QUEENS, N.Y. (CN) — In a Valentine’s Day breakup for the books, Amazon pulled the plug Thursday on its embattled plan to build a headquarters in New York, citing opposition from local politicians.
The popular online retailer said it has no plans to look for another location but will continue growing existing offices in Arlington, Virginia, and Nashville, Tennessee.
“After much thought and deliberation, we’ve decided not to move forward with our plans to build a headquarters for Amazon in Long Island City, Queens,” the company said today in a statement.
For the past several months, Amazon had faced massive protests and regulatory pushback over its plans to build in New York, which had promised the company $3 billion in tax incentives in return for its business.
Though the incentives seem consistent with what another large company would receive in the city, Amazon faced pushback in particular because of its status as the world’s largest online retailer. Founder Jeff Bezos is the richest person in the world, with a net worth of about $135 billion.
The issue has fiercely polarized New Yorkers, particularly New York Democrats. Last week, two Amazon officials told the Washington Post the company was reconsidering the Queens location because of local opposition.
Negotiations had been fraught from the start: In a rare show of teamwork by the two Democrats, New York City Mayor Bill de Blasio and state Governor Andrew Cuomo embarked on a quiet negotiation process with Amazon without the involvement of New York City Council.

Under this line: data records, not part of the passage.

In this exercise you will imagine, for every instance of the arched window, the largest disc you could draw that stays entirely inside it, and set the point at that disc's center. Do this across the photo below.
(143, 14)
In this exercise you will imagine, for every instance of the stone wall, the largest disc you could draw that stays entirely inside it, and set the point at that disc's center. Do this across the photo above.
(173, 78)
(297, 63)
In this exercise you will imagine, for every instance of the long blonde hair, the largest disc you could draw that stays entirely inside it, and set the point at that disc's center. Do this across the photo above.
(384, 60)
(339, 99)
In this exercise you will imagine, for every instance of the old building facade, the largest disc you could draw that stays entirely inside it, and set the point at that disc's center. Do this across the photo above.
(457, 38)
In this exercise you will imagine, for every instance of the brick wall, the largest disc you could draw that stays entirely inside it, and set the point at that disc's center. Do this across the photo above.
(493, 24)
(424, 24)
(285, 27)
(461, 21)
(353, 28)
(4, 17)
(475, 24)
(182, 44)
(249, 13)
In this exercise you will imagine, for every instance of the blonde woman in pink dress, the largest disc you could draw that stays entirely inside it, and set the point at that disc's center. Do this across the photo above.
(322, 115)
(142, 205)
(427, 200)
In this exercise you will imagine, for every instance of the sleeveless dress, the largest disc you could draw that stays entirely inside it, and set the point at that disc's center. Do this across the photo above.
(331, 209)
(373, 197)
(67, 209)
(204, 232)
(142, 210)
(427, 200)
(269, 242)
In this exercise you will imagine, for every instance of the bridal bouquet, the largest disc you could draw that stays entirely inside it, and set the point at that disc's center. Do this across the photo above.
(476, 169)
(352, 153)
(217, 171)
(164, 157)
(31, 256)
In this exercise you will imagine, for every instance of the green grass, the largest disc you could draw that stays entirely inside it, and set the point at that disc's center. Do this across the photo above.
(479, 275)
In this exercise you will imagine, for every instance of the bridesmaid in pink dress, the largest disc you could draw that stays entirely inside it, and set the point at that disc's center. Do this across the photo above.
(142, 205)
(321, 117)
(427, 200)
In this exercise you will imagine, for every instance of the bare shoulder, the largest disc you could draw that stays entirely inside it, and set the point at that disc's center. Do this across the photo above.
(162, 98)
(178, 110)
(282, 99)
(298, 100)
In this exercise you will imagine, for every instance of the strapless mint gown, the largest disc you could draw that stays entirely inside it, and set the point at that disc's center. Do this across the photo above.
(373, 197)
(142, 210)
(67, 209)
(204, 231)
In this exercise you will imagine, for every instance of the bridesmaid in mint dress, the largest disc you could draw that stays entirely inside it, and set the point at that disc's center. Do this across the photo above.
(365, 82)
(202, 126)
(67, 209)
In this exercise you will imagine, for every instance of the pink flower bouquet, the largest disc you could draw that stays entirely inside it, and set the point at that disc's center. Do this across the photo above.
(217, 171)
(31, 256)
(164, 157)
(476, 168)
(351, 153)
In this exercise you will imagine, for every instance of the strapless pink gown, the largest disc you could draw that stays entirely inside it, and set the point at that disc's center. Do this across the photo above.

Proponents for the deal did little to show or prove how it could benefit the community, city and state, while the minority protesters — including union leaders and U.S. Rep. Alexandria Ocasio-Cortez, a Democrat who represents parts of Queens, were loud and well-organized.
At the first City Council oversight hearing, employees of Amazon’s Staten Island warehouse announced plans to unionize, citing poor working conditions and long hours. During the hearings, Amazon reps refused to agree to neutrality.
“New Yorkers made it clear Amazon wasn’t welcome in our city if it would not respect our workers and our communities,” George Miranda, president of Teamsters Joint Council 16, said in a statement Thursday. “Apparently, the company decided that was too much to ask.”
Jimmy Van Bramer, the council member representing the Queens neighborhoods of Sunnyside, Woodside, Long Island City, Astoria and Dutch Kills, made similar remarks at the most recent hearing. “It’s a union-busting deal from the beginning,” he said.
Van Bramer criticized Amazon for throwing around the figure that the new headquarters would bring 40,000 jobs, while only setting aside 30 customer-service jobs at the offset for New Yorkers who get housing subsidies.
On Twitter today, Van Bramer celebrated Amazon’s announcement.
“Defeating an anti-union corporation that mistreats workers and assists ICE in terrorizing immigrant communities is a victory,” he wrote. “Defeating an unprecedented act of corporate welfare is a triumph that should change the way we do economic development deals in our city & state forever.”
State Senate Deputy Leader Mike Gianaris, who represents Long Island City in Albany and also opposed the deal, had started using the hashtag #Scamazon on Twitter. Earlier this month he was recommended to an obscure state board that could have reviewed and possibly blocked the project.
“Today’s behavior by Amazon shows why they would have been a bad partner for New York in any event,” Gianaris said in a statement. “Rather than seriously engage with the community they proposed to profoundly change, Amazon continued its effort to shakedown governments to get its way.”